Da bleiben zunächst die juristischen Unwägbarkeiten bei einem Verfahren, das frühestens im Frühjahr vor dem Bundesverfassungsgericht in Karlsruhe eingeleitet werden kann. Der NPD muss dann eine aggressiv-kämpferische Aktivität nachgewiesen werden. Der Begriff ist schwammig und entsprechend schwer eindeutig belegbar. Sechs von acht Verfassungsrichtern müssen für ein Verbot stimmen. In Deutschland kann laut Urteilsbegründung aus dem KPD-Verbotsverfahren von 1956 eine Partei auch dann verfassungswidrig sein, wenn nach menschlichem Ermessen keine Aussicht darauf besteht, dass sie ihre Absicht in absehbarer Zukunft werde verwirklichen können. Der Europäische Gerichtshof für Menschenrechte, vor den die NPD im Falle einer Niederlage in Karlsruhe ziehen könnte, hat andere Maßstäbe. Nach denen muss eine Partei, soll sie verboten werden, eine reelle Chance auf eine Machtübernahme haben. Dies ist bei der NPD mit ihren derzeit 6300 Mitgliedern - Markenzeichen jung, männlich, unterprivilegiert und aus dem Osten - kaum anzunehmen. Die Folgen einer erneuten juristischen Schlappe des Rechtsstaats sind oft genug vorsorglich in den schwärzesten Farben gemalt worden.

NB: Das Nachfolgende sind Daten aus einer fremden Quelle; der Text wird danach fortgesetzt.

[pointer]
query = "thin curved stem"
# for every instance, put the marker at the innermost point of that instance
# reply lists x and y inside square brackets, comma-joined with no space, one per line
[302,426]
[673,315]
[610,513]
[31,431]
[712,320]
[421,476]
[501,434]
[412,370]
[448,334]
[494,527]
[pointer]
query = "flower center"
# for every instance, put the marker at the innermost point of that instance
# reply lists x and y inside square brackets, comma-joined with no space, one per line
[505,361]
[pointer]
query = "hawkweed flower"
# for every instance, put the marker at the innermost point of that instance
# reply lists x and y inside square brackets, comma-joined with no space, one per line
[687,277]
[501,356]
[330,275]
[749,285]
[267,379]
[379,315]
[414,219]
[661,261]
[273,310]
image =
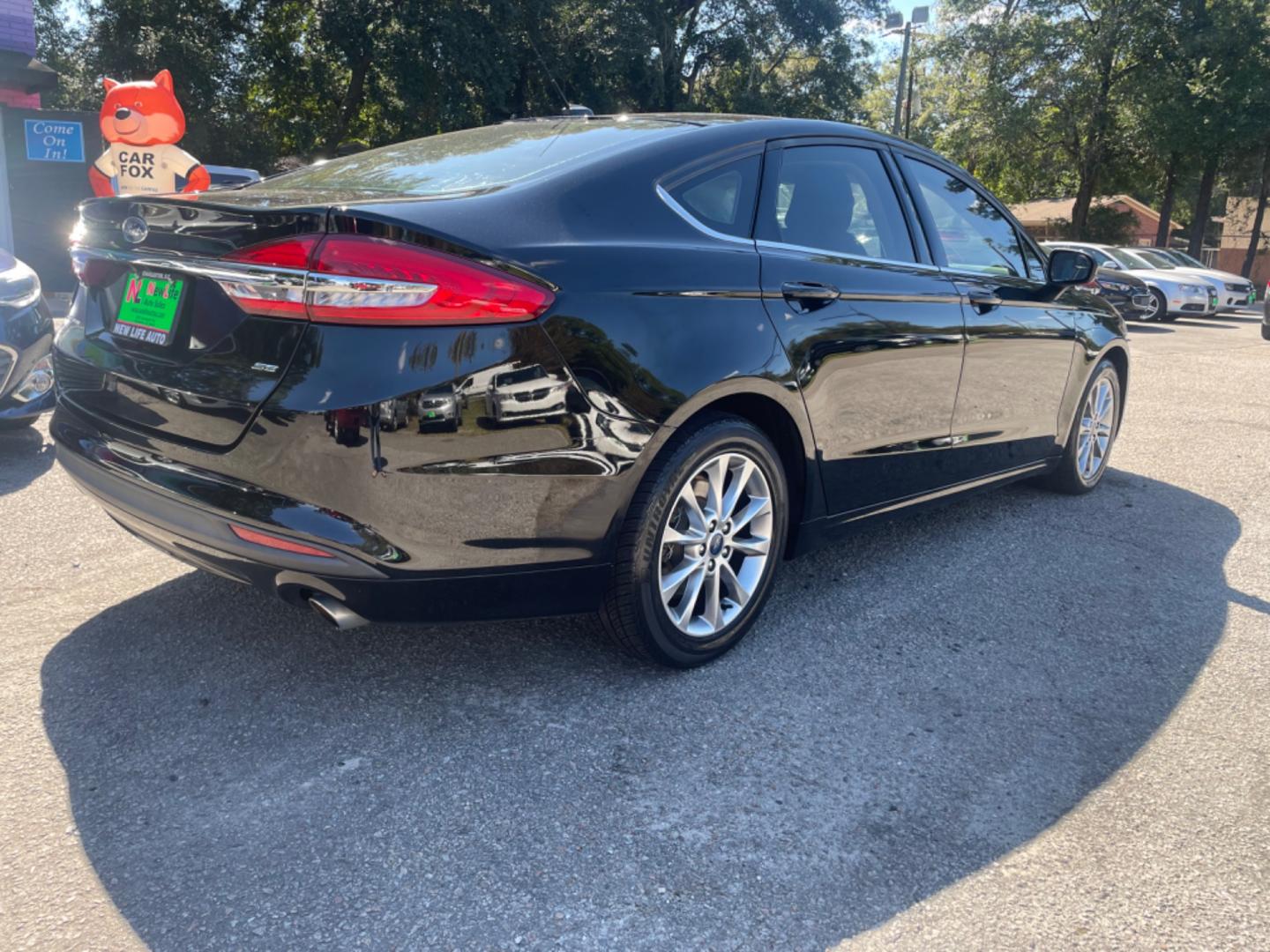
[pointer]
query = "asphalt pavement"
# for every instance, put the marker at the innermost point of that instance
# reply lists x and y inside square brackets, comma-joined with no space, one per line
[1020,721]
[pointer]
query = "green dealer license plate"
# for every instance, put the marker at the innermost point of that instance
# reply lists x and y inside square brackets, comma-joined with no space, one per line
[149,308]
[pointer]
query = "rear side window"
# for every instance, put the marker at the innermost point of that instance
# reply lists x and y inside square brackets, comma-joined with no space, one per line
[474,160]
[975,234]
[836,198]
[721,198]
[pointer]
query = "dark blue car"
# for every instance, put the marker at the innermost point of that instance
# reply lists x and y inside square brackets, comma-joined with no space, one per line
[26,340]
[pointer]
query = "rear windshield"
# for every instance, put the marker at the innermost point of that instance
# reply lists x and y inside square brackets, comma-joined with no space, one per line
[1156,259]
[522,376]
[476,160]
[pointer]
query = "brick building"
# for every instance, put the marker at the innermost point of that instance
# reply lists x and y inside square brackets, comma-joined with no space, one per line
[1236,234]
[22,77]
[1047,219]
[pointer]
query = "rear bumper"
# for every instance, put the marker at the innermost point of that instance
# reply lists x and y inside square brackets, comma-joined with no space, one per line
[165,504]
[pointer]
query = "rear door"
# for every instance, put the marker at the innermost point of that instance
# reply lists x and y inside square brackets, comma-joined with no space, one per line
[1020,338]
[155,342]
[871,326]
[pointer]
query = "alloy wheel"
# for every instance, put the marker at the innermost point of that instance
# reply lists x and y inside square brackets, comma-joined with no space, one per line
[1097,423]
[715,544]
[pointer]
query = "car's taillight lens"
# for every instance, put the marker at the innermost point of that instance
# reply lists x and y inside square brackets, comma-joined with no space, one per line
[362,279]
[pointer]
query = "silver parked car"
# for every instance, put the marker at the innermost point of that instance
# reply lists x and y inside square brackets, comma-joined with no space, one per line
[1174,294]
[1233,291]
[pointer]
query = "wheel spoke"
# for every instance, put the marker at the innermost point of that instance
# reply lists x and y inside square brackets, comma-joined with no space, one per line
[756,507]
[738,594]
[752,546]
[715,472]
[712,614]
[739,480]
[690,596]
[692,509]
[1084,457]
[691,536]
[672,580]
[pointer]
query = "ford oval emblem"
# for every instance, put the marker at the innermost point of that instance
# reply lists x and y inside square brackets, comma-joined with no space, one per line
[135,230]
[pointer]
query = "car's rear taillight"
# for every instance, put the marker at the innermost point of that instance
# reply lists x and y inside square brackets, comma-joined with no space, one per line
[362,279]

Aber selbst wenn das Verbotsverfahren durch alle Instanzen erfolgreich ist, bietet es den Rechtsextremen zumindest geschätzte fünf Jahre eine große Bühne der Selbstdarstellung und der öffentlichen Aufmerksamkeit. Zudem steht mit der im Frühjahr gegründeten Partei Die Rechte ein neues Sammelbecken für die entsprechende Klientel schon bereit. Und die wird durch ein Parteiverbot nicht einfach verschwinden - so wenig wie ihr krudes Gedankengut. Nach einer kürzlich vorgelegten Studie der Friedrich-Ebert-Stiftung haben neun Prozent der Bevölkerung in Deutschland ein "geschlossenes rechtsextremes Weltbild".

Wenn die Verbotsbefürworter stört, dass die NPD und ihr Wirken durch staatliches Geld gefördert wird, könnten sie auch über unsere Parteienfinanzierung nachdenken. Und darüber, dass Wirrköpfe unter parlamentarischer Kontrolle unter Umständen besser aufgehoben sind als im Untergrund. Auch wenn manche Debatte intellektuelle und seelische Schmerzen bereitet, bieten Parlamente nachweislich auch die Chance für die Rechtsaußen, sich zu blamieren oder zu zerstreiten.

Unter dem Strich bleibt die Frage, ob auf Aufwand und Nutzen des eingeleiteten Weges in einem vernünftigen Verhältnis stehen. An der Aufgabe des Staates, die Grundrechte aller Menschen zu schützen und deren Sicherheit zu gewährleisten, ändert sich ohnehin nichts. Zudem müssen die Parteien weiter aufklären und für die Demokratie werben, schon aufgegebene Landstriche zurückerobern und sich weiter mit dem Problem Rechtsextremismus auseinandersetzen. Das ist nicht so effektvoll wie ein Verbot, aber effektiver.